Researchers Yu Takagi and Shinji Nishimoto, from the Graduate School of Frontier Biosciences at Osaka University, recently wrote a paper outlining how it’s possible to reconstruct high res images (PDF) using latent diffusion models, by reading human brain activity gained from functional Magnetic Resonance Imaging (fMRI), “without the need for training or fine-tuning of complex deep generative models” (via Vice).
Considering we don’t fully understand how the underlying translation happens in the brain, the results from this research are incredible. The fact Takagi and Nishimoto were able to coax high resolution images from the latent space using human brain waves is astonishing.
Alright, they say high resolution, but we’re talking 512 x 512 pixels. Still, it’s a darn sight better than the 256p the competition had managed, and with a much higher “semantic fidelity”, too. In other words, the translations are actually vaguely recognisable, and representative of the original images participants had been shown.
Previous studies involved “training and possibly fine-tuning of generative models, such as GANs, with the same dataset used in the fMRI experiments”, the researchers explain. It’s challenging as these generative models are not only awkward as heck to work with, but the training material is super limited. It looks like the Osaka researchers have been able to circumvent these limitations using Stable Diffusion, and the results are looking genuinely impressive.

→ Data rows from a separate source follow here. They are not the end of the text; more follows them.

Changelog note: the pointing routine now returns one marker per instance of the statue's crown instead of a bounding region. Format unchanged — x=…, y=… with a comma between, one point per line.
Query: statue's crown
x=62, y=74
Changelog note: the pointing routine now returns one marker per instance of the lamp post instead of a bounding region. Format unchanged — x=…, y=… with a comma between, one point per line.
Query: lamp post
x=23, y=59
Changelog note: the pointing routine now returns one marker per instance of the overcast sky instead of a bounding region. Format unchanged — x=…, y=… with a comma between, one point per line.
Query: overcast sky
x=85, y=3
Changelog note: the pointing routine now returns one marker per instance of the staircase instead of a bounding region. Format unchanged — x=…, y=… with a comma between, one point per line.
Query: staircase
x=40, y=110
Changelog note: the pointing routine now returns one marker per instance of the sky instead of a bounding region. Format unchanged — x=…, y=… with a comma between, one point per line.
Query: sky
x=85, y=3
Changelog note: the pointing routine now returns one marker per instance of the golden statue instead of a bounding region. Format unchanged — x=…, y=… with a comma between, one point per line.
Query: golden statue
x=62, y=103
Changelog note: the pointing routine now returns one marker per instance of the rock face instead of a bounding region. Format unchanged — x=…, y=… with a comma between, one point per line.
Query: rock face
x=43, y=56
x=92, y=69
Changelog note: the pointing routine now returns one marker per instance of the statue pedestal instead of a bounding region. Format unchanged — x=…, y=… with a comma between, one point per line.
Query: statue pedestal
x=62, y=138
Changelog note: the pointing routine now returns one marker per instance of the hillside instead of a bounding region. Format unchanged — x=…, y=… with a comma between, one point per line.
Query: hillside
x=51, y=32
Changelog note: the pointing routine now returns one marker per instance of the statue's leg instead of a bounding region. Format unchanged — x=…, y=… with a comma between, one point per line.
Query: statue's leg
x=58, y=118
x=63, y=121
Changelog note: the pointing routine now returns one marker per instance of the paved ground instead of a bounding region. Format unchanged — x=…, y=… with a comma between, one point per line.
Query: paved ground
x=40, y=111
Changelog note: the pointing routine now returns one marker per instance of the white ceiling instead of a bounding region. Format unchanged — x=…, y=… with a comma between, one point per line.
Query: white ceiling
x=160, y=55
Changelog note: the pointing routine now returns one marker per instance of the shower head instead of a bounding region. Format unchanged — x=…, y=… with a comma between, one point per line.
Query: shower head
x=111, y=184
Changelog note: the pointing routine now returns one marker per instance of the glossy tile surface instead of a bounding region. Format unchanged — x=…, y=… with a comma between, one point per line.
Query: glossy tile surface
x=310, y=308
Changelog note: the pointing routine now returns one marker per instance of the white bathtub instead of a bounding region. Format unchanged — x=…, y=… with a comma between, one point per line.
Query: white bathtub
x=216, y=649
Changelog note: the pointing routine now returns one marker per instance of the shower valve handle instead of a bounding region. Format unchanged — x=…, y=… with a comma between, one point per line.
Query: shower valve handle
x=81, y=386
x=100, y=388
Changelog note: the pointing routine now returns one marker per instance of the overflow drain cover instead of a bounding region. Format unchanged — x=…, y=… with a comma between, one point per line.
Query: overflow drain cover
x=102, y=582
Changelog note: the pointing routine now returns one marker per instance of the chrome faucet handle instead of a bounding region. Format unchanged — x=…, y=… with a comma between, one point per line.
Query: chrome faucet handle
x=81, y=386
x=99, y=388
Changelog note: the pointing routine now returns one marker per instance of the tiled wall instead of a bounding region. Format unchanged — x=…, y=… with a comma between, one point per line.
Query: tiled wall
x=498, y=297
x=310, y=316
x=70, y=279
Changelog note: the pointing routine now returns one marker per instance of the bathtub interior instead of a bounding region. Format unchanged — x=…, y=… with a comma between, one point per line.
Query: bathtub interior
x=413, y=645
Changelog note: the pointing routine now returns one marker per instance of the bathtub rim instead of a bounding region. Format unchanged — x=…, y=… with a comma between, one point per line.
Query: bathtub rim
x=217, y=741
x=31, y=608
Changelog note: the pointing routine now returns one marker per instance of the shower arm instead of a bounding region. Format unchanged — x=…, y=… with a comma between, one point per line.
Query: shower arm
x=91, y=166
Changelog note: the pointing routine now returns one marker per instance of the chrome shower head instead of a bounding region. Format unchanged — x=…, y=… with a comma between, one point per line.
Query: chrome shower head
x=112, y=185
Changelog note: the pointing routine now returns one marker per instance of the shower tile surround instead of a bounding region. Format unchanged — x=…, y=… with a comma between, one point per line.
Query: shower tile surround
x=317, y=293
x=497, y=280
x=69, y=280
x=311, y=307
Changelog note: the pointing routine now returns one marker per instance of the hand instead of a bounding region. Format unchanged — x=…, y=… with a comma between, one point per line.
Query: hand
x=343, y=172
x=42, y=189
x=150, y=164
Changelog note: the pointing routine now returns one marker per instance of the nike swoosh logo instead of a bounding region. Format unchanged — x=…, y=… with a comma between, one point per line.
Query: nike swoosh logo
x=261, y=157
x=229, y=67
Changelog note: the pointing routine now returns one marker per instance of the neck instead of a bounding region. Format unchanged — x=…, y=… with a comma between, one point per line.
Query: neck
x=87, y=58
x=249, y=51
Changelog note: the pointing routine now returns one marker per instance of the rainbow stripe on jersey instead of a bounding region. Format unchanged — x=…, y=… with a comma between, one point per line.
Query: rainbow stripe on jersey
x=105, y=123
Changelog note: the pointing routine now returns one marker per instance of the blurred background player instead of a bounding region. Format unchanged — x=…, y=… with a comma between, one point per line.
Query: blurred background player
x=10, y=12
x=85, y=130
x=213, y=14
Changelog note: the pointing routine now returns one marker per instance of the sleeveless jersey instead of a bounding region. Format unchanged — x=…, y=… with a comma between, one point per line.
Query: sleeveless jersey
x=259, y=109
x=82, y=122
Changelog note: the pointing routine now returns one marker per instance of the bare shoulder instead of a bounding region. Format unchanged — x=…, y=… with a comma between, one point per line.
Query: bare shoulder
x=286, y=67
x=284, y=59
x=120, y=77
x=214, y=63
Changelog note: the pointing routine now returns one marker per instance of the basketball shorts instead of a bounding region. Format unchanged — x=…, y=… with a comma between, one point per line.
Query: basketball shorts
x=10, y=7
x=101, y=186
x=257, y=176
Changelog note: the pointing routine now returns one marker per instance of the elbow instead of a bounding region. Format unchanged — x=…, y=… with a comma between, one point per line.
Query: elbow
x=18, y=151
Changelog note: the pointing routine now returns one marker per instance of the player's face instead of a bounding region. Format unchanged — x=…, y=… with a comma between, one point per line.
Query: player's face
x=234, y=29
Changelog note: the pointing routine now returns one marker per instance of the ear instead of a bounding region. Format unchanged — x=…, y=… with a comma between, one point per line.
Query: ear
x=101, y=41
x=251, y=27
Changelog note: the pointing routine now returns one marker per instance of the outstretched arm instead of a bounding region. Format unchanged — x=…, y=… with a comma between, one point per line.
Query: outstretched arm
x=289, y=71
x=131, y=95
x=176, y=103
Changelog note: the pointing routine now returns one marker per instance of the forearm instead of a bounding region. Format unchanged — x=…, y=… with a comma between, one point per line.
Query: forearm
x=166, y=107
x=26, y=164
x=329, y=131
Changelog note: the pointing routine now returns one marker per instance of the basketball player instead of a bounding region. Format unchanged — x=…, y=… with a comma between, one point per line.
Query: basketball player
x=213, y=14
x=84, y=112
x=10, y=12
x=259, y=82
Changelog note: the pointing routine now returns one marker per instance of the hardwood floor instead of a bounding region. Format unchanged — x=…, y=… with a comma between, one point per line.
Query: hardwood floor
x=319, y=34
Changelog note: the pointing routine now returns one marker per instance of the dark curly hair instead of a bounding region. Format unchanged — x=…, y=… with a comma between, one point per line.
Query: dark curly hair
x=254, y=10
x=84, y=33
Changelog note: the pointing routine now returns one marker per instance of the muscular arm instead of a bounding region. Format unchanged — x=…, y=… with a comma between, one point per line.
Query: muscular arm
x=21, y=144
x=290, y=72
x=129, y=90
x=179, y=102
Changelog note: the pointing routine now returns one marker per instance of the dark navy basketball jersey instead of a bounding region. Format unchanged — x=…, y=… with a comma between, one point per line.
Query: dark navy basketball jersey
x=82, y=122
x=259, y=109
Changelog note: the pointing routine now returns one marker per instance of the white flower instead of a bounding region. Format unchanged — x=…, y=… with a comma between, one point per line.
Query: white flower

We’ve all seen the Black Mirror episode. The Entire History of You is a terrifying look into a future in which an implant records our daily life so we can later put every moment under intense scrutiny and ruin our relationships.
But before you consign the idea of using AI for visual recall to the dystopian segment of your brainhole, think of the practical uses! We could one day see nonverbal people, or paralysed people who can’t simply snap a pic of something to show later, able to show us exactly what they’re thinking of by running their brain waves through an artificial intelligence.
As one of the first studies (if not the first) to use diffusion models in this way, it may at least help to paint such algorithms in a better light. Stable Diffusion has come under fire of recent—at least in the art space. Rightly so when some diffusion models scrape the internet and regurgitate the front page of ArtStation, only to be used for some lazy party’s own financial gain.
But if the data is used right, and the ease of training these models can benefit the field of accessibility so people can give accurate representations of their own inner worlds, and communicate in new ways, I’m all for it.